The conversational cloze: Some words or sentences are deleted to determine the communicative language skills of native- and the non-native-test-takers (Hughes, 2003). The student is required to fill in what is missing in the blanks, as shown in Example 9.

Example 9: Conversational cloze

CONVERSATIONAL CLOZE

David: Hello, Mike. How are you?

Mike: Not too bad, David, and you?

David: O. K. You know, (1) ______________ been trying to work out (2) ______________

to go on holiday this year. (3) ______________ a real problem. I really can’t decide where to go. Any ideas?

Mike: Well, I suppose you could try the South (4) ______________ France.

David: No, I don’t really think so. I don’t know why, exactly. Maybe it’s (5) ______________

bit expensive down there.

(D. Brown, 1983, p. 159)

The multiple-choice cloze: Every nth word or specific words are deleted and choices of approximately two to five words are also provided for each deleted part. So the multiple-choice cloze (see Example 10), provide more choices, is easier than traditional cloze tests (Chapelle & Abraham, 1990), although its construction seems to be complicated (Hinofotis & Snow, 1980). However, the multiple-choice cloze test can be utilized for testing both specific skills and language proficiency.

Example 10: Multiple-choice cloze

(Extracted from Kaczmarek, 1980, p.152)

MULTIPLE-CHOICE CLOZE

A farmer’s daughter had been out to milk the cows and was returning home, carrying her pail of milk on her

head. As she walked along, she 1) ___________ (A) started thinking:

(B) had to

(C) prepared

(D) began to be

The matching cloze: Each deleted word, with or without additional distractors, is usually provided in alphabetical order and put in a column on the right of the cloze passage. This form of language test, featuring ease of construction and scoring, is suitable for measuring specific knowledge of English language such as vocabulary, grammar, and reading comprehension for native and non-native elementary students (Baldauf & Propst, 1979). The students are required to match the correct word provided in the right column with the numbered blanks, as shown in Example 11.

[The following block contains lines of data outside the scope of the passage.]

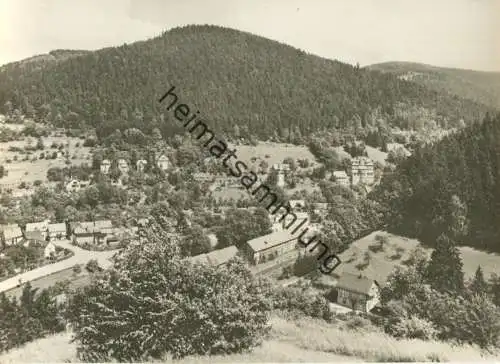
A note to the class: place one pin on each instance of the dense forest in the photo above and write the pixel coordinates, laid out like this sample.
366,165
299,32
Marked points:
243,85
480,86
451,187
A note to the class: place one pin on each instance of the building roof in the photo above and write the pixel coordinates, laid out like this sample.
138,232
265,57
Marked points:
53,228
34,235
340,174
295,203
216,257
270,240
40,226
91,226
355,283
12,231
360,161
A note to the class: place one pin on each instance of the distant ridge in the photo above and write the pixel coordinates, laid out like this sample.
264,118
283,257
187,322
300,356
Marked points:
480,86
242,84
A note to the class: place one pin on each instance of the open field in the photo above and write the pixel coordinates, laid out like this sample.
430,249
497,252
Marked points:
30,171
291,340
275,153
76,281
380,264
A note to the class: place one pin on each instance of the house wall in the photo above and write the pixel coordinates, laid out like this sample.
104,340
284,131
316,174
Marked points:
282,252
361,301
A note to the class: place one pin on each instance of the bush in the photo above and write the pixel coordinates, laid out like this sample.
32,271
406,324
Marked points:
152,303
414,328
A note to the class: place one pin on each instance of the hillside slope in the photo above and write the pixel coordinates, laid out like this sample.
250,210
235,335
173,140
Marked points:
450,187
38,62
291,340
483,87
234,78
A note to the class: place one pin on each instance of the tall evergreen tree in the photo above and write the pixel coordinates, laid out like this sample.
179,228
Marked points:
479,285
444,272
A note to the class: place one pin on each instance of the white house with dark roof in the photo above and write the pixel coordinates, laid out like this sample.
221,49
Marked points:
362,171
341,178
11,234
216,257
279,245
163,162
41,226
141,164
123,166
57,230
297,204
357,292
105,166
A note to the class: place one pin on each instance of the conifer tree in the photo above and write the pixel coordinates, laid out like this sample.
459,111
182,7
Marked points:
444,272
479,285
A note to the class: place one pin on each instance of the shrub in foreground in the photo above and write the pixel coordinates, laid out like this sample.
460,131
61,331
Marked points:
152,303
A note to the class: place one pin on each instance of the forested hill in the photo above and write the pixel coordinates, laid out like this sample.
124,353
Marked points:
234,78
14,69
483,87
450,187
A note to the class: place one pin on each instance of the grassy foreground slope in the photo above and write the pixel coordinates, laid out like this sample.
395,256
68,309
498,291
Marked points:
483,87
291,340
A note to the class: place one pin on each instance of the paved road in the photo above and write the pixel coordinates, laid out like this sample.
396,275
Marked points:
81,256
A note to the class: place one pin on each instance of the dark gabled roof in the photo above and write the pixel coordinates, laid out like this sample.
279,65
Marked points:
216,257
355,283
270,240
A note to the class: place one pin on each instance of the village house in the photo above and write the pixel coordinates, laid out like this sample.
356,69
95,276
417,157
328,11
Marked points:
41,226
280,246
163,162
34,238
117,183
75,185
57,231
341,178
320,208
297,204
105,166
202,177
123,166
93,232
11,234
216,257
362,171
284,167
141,165
357,292
50,250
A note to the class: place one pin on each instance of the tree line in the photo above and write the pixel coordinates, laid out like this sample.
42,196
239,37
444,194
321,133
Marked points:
234,78
450,187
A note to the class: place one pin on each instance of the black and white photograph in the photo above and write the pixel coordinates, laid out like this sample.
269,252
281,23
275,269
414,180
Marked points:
249,181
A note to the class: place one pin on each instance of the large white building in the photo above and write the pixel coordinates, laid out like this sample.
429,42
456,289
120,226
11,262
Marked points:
123,166
341,178
105,166
362,171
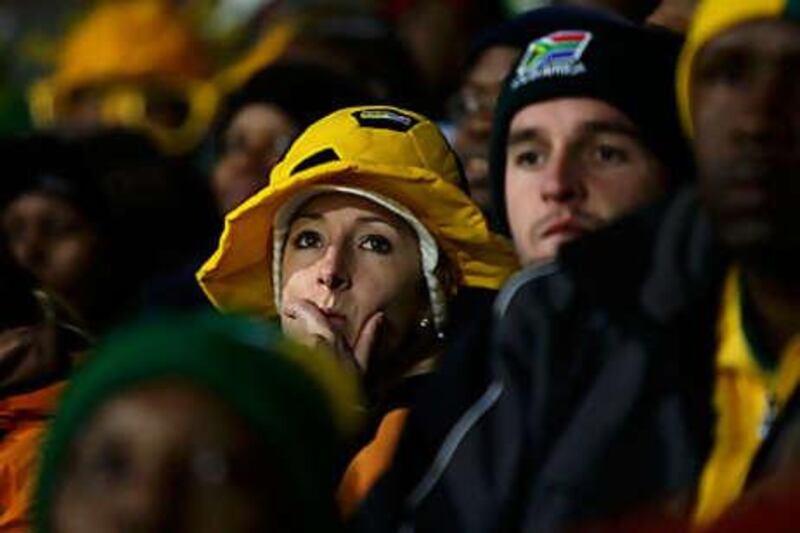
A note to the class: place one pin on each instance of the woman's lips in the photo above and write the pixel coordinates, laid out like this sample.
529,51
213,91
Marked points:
337,320
568,228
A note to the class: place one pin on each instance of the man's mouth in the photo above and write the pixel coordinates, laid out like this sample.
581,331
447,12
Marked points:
569,226
336,319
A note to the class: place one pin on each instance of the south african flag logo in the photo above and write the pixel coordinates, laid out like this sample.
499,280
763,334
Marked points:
558,53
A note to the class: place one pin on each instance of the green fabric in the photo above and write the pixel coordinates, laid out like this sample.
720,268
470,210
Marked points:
247,364
793,9
753,331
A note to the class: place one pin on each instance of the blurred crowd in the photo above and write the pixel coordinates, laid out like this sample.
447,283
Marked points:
400,265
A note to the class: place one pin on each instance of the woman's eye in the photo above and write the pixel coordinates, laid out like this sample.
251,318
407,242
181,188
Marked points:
376,243
606,153
307,239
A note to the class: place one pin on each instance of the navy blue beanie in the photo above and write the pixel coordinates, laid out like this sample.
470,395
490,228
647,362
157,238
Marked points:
580,52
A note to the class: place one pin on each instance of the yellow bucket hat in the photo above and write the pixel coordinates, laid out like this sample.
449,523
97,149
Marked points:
711,18
386,152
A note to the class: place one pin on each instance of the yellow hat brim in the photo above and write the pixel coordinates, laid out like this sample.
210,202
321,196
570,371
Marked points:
237,277
711,18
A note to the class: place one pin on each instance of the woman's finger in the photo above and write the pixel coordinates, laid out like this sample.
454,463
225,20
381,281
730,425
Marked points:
368,340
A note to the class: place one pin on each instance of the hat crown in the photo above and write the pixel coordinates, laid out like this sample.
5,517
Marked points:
371,136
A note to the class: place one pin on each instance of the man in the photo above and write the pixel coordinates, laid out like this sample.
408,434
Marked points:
607,117
658,366
584,132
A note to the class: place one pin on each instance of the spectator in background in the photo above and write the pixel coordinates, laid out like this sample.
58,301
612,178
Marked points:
658,365
673,15
262,118
360,244
83,227
136,64
193,424
575,121
491,57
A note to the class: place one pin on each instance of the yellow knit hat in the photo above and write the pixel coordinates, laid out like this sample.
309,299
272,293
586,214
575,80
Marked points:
123,48
388,152
711,18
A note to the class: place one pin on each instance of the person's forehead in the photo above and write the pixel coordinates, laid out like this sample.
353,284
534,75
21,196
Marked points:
336,206
774,37
567,114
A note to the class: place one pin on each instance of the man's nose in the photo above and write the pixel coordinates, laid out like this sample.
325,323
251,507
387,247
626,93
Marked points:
762,118
563,180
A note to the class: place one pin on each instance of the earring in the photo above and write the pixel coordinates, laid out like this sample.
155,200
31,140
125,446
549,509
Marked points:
426,323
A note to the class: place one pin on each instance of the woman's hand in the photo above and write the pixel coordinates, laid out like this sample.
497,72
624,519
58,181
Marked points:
305,323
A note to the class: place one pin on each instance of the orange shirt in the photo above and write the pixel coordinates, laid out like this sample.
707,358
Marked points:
370,462
23,419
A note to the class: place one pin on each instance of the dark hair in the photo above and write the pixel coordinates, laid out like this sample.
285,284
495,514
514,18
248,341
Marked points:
304,91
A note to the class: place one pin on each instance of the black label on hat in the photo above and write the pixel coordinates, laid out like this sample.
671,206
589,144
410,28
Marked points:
386,119
318,158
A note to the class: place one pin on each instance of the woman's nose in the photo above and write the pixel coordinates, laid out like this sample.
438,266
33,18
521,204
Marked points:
333,272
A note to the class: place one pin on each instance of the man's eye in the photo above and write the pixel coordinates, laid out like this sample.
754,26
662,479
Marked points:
307,239
528,158
605,153
376,243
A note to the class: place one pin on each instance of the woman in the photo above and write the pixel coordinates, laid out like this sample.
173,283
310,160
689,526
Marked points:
194,424
358,244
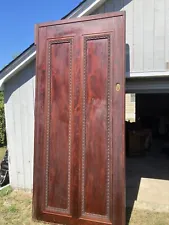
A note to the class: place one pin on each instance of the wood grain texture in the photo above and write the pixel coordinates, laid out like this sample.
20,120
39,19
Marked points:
78,155
95,130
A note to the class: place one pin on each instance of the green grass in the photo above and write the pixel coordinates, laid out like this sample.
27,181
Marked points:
16,208
2,152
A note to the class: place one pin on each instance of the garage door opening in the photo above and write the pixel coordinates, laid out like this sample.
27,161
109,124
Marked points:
147,150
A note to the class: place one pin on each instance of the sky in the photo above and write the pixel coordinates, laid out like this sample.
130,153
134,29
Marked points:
17,20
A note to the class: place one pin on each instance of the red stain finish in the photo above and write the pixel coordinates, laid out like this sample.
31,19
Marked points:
96,126
79,167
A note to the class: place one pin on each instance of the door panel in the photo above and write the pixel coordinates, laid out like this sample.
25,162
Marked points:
96,127
79,173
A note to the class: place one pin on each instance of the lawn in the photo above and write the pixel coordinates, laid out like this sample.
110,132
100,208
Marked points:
2,152
15,208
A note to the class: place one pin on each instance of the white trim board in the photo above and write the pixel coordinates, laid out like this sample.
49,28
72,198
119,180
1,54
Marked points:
87,8
17,69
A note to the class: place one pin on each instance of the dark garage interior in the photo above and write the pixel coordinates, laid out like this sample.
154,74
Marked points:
147,151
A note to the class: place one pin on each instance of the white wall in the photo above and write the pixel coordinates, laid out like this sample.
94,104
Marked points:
19,110
148,42
147,32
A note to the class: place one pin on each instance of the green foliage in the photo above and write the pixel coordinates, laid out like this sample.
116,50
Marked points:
5,191
2,121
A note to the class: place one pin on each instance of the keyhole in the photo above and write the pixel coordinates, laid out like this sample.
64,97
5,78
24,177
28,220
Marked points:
117,87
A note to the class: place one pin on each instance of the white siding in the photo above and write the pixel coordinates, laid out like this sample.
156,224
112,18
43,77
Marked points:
147,32
19,110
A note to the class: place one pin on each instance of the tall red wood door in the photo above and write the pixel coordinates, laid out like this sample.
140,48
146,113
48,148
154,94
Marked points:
79,166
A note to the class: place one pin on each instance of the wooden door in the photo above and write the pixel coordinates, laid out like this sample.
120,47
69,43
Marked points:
79,168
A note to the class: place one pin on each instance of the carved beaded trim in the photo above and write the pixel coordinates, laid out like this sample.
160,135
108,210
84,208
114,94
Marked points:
70,41
109,99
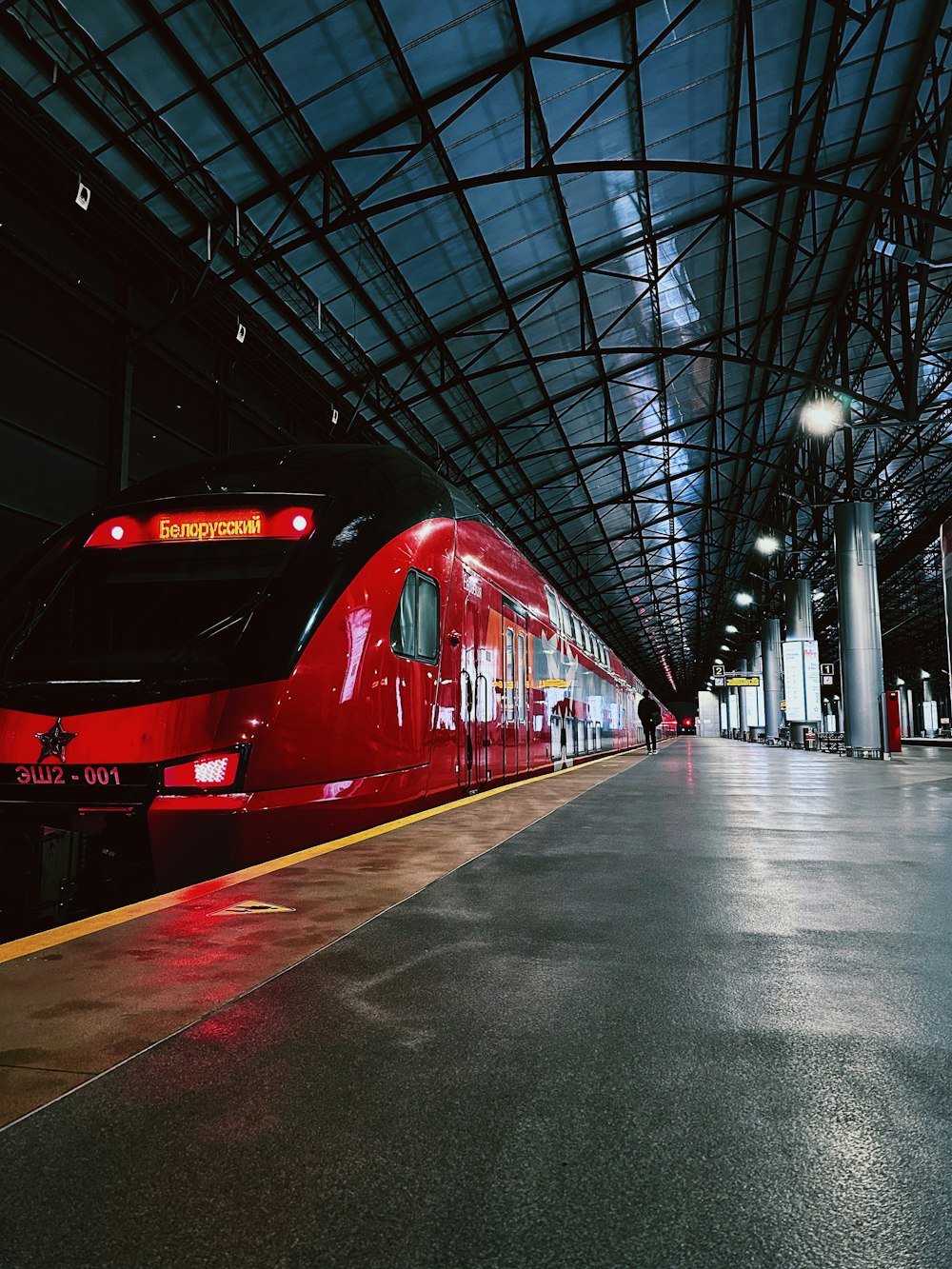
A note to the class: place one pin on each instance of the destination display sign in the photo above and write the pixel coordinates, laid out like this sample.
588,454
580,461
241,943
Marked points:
232,525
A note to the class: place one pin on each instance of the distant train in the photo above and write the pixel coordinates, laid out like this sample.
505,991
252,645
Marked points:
251,655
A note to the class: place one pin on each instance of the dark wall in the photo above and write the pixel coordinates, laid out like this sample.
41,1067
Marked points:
109,369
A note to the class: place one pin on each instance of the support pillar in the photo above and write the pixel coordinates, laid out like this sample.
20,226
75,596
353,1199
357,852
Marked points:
902,711
800,625
756,694
927,713
860,637
771,652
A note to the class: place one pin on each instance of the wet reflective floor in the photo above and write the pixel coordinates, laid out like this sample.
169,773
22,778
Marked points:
697,1017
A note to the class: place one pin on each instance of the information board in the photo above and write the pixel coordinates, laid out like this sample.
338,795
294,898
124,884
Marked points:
802,681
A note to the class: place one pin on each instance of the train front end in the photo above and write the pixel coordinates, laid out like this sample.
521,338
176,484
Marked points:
141,656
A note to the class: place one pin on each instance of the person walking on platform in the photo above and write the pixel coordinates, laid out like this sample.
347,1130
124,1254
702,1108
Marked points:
650,716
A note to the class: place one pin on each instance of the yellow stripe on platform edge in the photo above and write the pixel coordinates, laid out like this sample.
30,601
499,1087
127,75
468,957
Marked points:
120,915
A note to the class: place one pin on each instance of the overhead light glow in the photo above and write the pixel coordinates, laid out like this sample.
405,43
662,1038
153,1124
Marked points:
822,416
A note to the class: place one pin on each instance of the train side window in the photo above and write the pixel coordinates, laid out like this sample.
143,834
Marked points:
415,628
552,608
509,677
521,698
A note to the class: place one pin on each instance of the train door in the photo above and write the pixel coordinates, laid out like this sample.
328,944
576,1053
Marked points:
474,702
516,723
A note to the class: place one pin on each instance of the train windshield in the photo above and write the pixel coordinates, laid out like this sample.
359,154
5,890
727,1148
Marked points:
133,606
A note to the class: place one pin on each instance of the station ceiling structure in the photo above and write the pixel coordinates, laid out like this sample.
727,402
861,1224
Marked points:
589,260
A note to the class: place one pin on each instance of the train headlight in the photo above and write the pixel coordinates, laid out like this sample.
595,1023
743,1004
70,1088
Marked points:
209,773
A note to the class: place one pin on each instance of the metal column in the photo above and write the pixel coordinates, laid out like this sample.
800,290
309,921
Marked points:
771,651
860,639
757,666
800,625
927,713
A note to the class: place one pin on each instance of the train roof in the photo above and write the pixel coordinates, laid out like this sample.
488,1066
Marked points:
380,473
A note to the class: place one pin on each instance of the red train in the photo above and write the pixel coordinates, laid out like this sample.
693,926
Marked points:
247,656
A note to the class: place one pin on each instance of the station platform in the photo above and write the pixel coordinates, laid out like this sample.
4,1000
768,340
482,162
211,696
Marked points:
689,1010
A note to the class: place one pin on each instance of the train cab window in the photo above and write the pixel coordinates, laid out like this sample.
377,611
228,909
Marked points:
564,625
415,628
509,675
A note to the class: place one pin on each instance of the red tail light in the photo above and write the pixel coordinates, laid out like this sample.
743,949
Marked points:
212,772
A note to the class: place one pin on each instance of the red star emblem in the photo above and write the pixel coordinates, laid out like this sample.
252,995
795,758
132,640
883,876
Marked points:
55,742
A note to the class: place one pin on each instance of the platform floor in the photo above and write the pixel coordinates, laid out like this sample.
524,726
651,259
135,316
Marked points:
697,1018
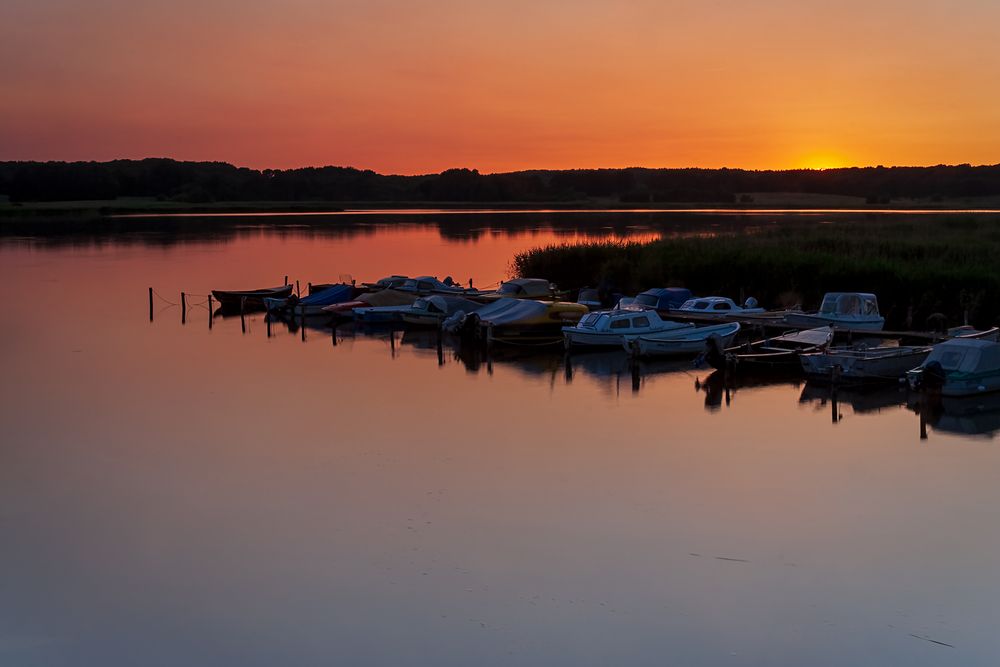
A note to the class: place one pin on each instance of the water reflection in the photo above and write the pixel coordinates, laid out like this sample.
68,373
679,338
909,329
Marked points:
261,493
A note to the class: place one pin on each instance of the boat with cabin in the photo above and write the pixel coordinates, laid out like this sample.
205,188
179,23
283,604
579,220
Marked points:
844,310
686,340
959,367
718,307
611,328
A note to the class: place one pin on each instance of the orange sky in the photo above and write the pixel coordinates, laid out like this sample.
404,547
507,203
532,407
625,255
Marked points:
413,87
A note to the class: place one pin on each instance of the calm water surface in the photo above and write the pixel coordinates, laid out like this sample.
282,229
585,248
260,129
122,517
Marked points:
171,494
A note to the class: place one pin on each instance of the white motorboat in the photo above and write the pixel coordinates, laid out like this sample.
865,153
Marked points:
863,364
718,307
689,340
611,328
844,310
959,367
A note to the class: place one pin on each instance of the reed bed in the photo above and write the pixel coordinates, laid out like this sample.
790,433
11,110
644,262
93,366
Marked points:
917,267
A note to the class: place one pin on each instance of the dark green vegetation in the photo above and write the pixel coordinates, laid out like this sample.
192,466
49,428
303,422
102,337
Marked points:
928,264
170,181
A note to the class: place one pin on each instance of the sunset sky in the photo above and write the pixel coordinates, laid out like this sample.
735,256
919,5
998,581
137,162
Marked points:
416,87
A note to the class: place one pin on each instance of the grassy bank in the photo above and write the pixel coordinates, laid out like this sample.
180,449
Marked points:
934,265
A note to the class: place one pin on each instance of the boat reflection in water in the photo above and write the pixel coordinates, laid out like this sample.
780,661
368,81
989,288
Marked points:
970,416
862,399
721,386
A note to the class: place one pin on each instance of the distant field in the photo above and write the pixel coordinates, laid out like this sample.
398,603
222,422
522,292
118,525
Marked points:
917,266
767,200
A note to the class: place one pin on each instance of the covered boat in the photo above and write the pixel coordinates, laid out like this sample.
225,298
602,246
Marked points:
845,310
718,307
312,304
521,288
663,298
687,339
235,299
959,367
780,353
863,364
431,310
612,328
519,320
382,298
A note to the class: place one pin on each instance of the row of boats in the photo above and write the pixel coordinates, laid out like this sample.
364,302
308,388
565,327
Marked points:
660,322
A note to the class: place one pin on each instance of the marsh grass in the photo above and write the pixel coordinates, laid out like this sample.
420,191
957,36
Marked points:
930,265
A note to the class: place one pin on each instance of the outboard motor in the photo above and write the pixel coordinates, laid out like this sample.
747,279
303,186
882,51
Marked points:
715,353
933,376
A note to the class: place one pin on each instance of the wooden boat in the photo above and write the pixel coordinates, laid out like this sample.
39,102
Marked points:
718,307
612,328
778,354
689,340
522,288
885,363
235,299
844,310
518,321
959,367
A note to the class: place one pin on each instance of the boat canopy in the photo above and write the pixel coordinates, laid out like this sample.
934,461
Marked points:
663,298
329,296
526,288
511,311
447,305
849,303
966,355
388,297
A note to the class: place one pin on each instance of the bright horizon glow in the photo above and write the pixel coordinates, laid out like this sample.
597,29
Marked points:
502,86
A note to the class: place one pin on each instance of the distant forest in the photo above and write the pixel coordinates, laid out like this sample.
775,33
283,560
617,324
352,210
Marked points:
200,182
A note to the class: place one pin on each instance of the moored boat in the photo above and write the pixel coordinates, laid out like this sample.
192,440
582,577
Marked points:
431,310
886,363
959,367
235,299
611,328
310,305
778,354
683,340
844,310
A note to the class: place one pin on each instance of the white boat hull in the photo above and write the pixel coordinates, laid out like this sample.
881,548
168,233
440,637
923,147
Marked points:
889,363
812,320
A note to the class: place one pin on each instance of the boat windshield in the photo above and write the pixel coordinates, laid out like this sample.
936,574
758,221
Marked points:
647,300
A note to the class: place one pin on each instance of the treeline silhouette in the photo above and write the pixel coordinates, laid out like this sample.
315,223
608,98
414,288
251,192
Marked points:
199,182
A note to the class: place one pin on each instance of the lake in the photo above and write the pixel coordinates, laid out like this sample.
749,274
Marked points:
174,493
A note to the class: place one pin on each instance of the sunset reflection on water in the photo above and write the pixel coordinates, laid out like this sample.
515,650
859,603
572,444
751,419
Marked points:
174,494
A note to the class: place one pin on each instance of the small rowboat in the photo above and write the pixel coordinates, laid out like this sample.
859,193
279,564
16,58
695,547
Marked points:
234,299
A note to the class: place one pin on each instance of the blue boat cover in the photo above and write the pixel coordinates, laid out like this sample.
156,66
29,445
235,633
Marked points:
329,296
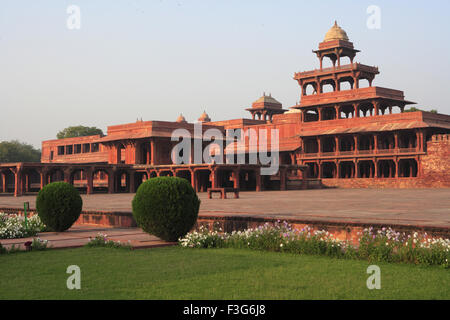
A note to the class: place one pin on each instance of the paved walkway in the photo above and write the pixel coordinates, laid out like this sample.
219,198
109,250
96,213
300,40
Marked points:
78,236
418,207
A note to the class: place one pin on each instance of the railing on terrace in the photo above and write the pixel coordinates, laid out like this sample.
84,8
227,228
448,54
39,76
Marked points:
354,66
360,152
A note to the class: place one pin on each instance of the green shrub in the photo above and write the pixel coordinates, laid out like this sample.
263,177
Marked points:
59,205
166,207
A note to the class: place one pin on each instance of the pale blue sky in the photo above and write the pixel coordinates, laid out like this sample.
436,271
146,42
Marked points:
154,59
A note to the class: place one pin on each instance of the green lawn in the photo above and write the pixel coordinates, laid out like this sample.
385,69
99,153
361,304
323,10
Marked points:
178,273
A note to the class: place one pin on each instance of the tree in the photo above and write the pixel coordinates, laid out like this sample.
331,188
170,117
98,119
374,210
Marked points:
15,151
78,131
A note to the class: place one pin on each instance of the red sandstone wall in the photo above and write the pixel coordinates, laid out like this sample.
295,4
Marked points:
436,163
434,167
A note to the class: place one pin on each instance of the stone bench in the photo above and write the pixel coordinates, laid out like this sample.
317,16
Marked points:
223,192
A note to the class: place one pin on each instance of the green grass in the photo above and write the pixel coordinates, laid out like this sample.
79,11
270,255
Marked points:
178,273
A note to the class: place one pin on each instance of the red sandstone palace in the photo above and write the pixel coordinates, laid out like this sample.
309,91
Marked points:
340,134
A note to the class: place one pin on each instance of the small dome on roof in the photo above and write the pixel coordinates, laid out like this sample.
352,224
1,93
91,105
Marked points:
267,99
181,119
336,33
204,117
292,110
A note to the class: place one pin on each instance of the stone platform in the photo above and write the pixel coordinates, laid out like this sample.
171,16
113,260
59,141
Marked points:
409,207
79,235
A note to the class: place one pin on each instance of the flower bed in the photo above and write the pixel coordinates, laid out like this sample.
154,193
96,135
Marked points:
374,245
101,240
13,226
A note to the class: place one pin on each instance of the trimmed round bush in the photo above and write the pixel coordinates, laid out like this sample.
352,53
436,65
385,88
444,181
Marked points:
166,207
59,205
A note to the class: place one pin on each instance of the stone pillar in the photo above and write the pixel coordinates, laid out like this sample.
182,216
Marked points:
259,184
152,152
338,171
396,168
319,145
27,182
42,175
375,142
319,168
336,144
214,178
3,177
282,179
236,179
375,162
90,181
193,180
376,107
18,185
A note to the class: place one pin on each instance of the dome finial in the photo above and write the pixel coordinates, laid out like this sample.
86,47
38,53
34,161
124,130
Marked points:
336,33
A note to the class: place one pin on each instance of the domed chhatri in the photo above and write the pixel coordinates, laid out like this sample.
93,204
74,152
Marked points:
335,33
204,117
181,119
268,100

Example 11: Matching cloze

MATCHING CLOZE

Ken and Tom like dogs. Items

(1) ______ like big brown dogs a. and

(2) ______ little white dogs. b. dog

Tom (3) ______ a brown dog. c. has

He likes (4) ______ with his dog. d. playing

His (5) ______ is running. e. they

It’s going to school with him. f. Tom

(adapted from Baldauf & Propst, 1979, p. 323)

The cloze elide: Irrelevant words are added to the original text, and the students’ task is to find these additional words and delete them (Alderson, 2000; Steinman, 2002). However, the cloze elide test (see Example 12) is very difficult to construct and is suitable for assessing reading speed (Alderson, 2000).

Example 12: Cloze elide

CLOZE ELIDE

Tests are actually a very difficult to construct in this way. One has to be sure over that the inserted words do not belong with: that it is not possible to interpret great the text (albeit in some of different way) with the added words. If so, candidates will not be therefore able to identify the insertions.

(Alderson, 2000, p. 226)

The techniques of scoring cloze tests can be divided into two types: exact word scoring and acceptable word scoring. “The exact word method counts only the word deleted from the original passage as correct, whereas the acceptable word method usually counts any contextually acceptable answer as correct” (Brown, 1980, p. 311). Many researchers and practitioners in language testing (Brown, 1980; Lange & Clausing, 1981; Oller, 1972, 1979; Weir, 1990) also support using exact word scoring in the cloze test because it is quick and easy to use; nonetheless, this scoring method seems to be too strict for the test-takers for whom English is not the first language (Oller, 1979). While others (Abraham & Chapelle, 1992; Hinofotis, 1980; Lange & Clausing, 1981; Oller, 1979) state that acceptable word scoring is suitable for measuring the English language proficiency of EFL students, although this scoring technique is more expensive and time-consuming. Therefore, language teachers should take the testing situation and the test purpose into consideration in order to choose the most appropriate scoring method for the language test (Bachman & Palmer, 1996; Brown, 1980, 1996; Hughes, 2003).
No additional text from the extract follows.